In this large retrospective study, we estimated IFS occurred in 1.77% of hospitalized patients with hematological disorders. IFS caused significantly higher mortality in AML patients with prolonged neutropenia (> 10 days). We identified surgical debridement is an independent factor associated with good outcome.
IFS developed more frequently in patients with AML, myelodysplastic syndrome, and aplastic anemia, but not at all in patients with lymphoma/myeloma. In the literature review, most patients with lymphoma who developed IFS are recipients of myeloablative allogeneic stem cell transplants [14–18]. Compared with other subtypes of hematological malignancy, patients with AML had significantly higher risk of IFS. The risk of developing IFS in AML relates to neutropenia (p < 0.001) and less to the intensity of chemotherapy regimens. The mortality of patients with AML was also much greater than non-AML patients.
Prolonged neutropenia in patients with myeloid malignancies may contribute to underlying disease, intensity and dosage of chemotherapy, colony-stimulating factor, and concurrent medication. Invasive mold infection often occurs when a large burden of spores from an environmental source is deposited on mucosal membranes lacking an effective phagocytic host defense . Using cytokine growth factors to decrease the period of chemotherapy-associated neutropenia and using laminar air flow rooms for protection against IFS  may reduce the risk of IFS after allogeneic stem cell transplantation . In this study, we found a lower incidence and mortality of IFS in 2005-2009 than in 1994-1999.
The clinical mycological spectrum of IFS is limited in patients with stem cell transplants and hematological disease [14–18]. Aspergillus and Mucor are the main mold found in biopsy, however, the prevalence is highly variable in different geographic regions [14–18, 22, 23]. In our study, Aspergillus flavus (44%) was the most common isolate. Aspergillus flavus, with its unique ability to survive at higher temperatures, is the predominant pathogen in countries, including most of the Middle East, Africa, and Southeast Asia [24, 25]. Rare IFS in Asia and Africa were reported, the clinical response varies differently with fungal subtypes, and further epidemiology study should be investigated. Mucormycosis is an emerging cause of IFS with a rapid fatal course in patients with hematological disorders [26, 27]. In our study, all four patients with mucormycoses had received high dose antifungal therapy and aggressive surgical debridement, but three died within 6 weeks (mortality, 75%). Effective treatment for Mucormycosis should be investigated.
The symptoms and signs of paranasal sinusitis (such as nasal discharge, stuffiness, epistaxis, periorbital swelling, and maxillary tenderness) are nonspecific for IFS. Symptoms and signs such as nose ulceration, eschar of the nasal mucosa, black necrotic lesions, and perforation of the hard palate are more specific, but these findings are present only at an advanced stage.
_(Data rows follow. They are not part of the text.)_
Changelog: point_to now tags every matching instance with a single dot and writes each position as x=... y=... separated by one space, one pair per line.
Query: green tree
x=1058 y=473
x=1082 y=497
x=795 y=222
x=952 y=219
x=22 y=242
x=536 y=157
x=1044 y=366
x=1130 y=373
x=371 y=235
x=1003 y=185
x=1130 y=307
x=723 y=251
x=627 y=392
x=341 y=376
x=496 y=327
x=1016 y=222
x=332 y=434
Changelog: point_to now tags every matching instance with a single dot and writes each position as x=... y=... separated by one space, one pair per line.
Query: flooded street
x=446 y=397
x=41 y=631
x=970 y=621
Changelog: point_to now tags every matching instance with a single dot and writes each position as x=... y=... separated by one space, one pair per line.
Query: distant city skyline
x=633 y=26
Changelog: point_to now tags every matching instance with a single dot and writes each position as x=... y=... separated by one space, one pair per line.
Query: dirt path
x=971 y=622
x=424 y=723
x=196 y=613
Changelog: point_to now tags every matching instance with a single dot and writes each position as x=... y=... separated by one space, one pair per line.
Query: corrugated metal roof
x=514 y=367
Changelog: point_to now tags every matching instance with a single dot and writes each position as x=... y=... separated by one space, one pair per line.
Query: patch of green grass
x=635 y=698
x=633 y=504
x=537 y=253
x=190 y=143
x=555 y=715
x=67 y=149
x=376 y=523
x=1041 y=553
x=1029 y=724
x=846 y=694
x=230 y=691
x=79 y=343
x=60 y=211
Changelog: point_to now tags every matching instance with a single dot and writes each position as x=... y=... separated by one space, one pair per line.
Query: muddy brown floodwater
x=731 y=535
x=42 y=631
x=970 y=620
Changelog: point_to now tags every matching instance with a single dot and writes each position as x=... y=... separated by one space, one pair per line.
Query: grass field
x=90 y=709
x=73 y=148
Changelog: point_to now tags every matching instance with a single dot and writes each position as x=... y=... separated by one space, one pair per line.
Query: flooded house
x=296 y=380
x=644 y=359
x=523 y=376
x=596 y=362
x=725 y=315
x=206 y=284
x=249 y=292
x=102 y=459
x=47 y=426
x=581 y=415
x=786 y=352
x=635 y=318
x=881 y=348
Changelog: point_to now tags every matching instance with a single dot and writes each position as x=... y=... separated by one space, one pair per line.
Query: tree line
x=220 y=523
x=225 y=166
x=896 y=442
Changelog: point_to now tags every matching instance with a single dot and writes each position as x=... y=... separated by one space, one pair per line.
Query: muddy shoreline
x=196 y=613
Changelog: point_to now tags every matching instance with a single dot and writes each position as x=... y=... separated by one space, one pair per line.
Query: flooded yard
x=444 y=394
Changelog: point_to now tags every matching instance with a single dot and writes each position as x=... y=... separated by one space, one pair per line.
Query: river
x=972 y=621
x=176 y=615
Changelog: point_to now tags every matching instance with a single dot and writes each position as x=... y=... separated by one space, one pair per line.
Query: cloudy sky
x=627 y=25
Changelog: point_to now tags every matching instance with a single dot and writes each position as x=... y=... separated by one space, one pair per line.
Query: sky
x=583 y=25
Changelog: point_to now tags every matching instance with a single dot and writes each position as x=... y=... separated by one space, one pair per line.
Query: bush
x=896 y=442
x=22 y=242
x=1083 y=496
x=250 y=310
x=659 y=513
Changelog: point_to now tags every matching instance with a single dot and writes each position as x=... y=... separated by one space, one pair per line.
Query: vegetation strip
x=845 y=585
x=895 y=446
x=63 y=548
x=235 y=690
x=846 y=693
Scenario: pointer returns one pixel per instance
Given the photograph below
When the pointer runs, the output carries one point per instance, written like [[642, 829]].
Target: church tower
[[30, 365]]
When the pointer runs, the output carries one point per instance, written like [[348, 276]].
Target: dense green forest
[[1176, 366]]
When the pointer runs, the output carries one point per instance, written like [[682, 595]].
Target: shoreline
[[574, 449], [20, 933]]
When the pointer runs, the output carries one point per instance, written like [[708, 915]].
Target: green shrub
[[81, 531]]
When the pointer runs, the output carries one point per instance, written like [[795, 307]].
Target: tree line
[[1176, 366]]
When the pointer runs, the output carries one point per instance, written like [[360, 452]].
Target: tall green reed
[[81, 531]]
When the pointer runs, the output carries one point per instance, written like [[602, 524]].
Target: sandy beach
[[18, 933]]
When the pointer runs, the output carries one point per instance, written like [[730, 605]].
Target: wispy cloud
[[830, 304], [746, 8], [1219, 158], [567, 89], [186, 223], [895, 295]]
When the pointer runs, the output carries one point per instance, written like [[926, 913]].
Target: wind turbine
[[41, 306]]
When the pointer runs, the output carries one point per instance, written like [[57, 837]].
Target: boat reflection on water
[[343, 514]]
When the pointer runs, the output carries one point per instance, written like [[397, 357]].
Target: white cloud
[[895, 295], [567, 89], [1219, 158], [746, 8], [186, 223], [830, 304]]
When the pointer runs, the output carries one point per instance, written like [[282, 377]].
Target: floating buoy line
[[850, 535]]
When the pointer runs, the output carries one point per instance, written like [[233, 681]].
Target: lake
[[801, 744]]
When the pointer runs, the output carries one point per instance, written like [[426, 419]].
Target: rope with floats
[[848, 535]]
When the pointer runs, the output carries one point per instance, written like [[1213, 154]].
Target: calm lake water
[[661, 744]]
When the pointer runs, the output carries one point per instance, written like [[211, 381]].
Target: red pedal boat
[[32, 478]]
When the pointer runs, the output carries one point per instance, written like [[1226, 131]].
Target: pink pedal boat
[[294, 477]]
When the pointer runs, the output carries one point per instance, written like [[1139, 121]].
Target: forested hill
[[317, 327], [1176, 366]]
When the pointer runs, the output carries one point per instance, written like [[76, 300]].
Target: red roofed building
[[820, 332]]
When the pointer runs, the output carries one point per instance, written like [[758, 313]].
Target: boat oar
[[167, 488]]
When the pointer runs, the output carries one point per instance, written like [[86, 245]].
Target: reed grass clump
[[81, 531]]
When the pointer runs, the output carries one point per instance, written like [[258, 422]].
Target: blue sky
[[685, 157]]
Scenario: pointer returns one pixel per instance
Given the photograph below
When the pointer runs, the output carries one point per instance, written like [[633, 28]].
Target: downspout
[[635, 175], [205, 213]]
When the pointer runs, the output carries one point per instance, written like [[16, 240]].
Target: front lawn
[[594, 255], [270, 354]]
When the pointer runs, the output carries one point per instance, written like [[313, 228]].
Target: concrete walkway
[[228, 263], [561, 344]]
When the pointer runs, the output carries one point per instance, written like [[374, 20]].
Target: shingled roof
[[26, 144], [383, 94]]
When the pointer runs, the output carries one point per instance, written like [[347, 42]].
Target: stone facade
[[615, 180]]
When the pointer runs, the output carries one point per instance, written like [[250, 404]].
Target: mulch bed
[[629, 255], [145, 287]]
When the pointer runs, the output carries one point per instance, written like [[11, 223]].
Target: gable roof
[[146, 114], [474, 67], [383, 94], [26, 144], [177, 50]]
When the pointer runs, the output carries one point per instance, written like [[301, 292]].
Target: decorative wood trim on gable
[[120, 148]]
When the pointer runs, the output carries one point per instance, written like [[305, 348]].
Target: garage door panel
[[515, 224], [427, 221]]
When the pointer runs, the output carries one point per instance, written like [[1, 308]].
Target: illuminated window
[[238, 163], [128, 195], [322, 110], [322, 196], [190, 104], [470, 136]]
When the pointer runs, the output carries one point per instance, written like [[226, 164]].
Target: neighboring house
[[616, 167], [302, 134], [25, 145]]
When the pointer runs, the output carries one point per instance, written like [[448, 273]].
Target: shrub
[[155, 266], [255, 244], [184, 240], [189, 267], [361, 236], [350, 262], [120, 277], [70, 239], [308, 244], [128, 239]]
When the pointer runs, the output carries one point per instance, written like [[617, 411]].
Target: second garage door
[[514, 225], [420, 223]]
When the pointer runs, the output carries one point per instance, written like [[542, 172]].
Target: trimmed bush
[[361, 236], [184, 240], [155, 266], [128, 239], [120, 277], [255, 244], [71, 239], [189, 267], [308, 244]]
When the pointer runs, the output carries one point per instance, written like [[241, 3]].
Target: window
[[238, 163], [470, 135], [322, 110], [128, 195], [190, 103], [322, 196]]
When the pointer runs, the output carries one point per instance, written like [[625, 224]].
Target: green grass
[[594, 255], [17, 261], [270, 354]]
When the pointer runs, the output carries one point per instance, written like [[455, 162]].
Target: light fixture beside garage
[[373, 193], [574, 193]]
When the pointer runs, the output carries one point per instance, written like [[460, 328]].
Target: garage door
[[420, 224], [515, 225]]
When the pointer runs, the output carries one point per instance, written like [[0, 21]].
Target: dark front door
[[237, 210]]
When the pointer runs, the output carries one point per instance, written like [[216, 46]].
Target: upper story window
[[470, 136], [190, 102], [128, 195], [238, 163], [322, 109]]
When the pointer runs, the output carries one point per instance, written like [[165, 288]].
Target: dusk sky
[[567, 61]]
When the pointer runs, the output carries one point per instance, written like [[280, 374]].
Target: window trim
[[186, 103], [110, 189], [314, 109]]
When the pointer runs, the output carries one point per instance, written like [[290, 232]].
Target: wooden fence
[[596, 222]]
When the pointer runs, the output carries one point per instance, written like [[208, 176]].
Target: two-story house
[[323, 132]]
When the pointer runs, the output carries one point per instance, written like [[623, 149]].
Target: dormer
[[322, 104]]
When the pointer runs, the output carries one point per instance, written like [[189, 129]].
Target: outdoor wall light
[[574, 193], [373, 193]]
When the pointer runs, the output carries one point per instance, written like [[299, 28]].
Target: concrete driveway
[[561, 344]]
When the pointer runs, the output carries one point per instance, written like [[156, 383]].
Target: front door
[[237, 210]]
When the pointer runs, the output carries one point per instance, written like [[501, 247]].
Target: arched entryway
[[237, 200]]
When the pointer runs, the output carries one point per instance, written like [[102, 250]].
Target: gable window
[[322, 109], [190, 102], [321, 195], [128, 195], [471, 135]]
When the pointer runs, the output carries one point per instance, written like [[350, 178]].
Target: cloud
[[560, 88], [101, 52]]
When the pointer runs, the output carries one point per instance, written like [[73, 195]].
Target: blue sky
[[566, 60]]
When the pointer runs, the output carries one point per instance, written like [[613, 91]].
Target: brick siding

The use of CT and MRI in the diagnosis of invasive fungal sinusitis has been reported . Diagnostic radiological evidence of invasive fungal sinusitis includes erosion of sinus walls, extension of infection to neighboring structures, and extensive skull base destruction. However, most patients do not have classic findings in the early phase of invasive fungal sinusitis. Earlier diagnosis by using serial Aspergillus galactomannan antigen test in the modern medical era to detect IFS, may lead to early introduce anti-fungal agent and surgical debridement, and potentially decreased morbidity and mortality in high risk patients.
There are some limitations in this study. First, this is a retrospective time cohort study in a single university institution in Taiwan. Therefore, information of laboratory results, such as Aspergillus galactomannan antigen test, might be limited. Second, surgical approach of sinusitis were performed according to clinicians' decision, thus, the etiology of control patients were not available. Third, as IFS is not a common disease in patients with heamatological disorder, the case numbers is limited.
In conclusion, outcome of IFS is usually very poor [11, 28]. In this study, functional endoscopic sinus surgery for debridement was the only indicator of better prognosis in multivariate analysis. This result confirms previous findings indicating that sinus surgery improves outcome [28, 29]. Aggressive surgical debridement combined with antifungal therapy, should be emphasized in leukemic patients in spite of their prolonged neutropenia and bleeding tendencies. Whether the intensity of chemotherapy and allogeneic stem cell transplantation were the independent prognosis of invasive fungal infection need further investigation.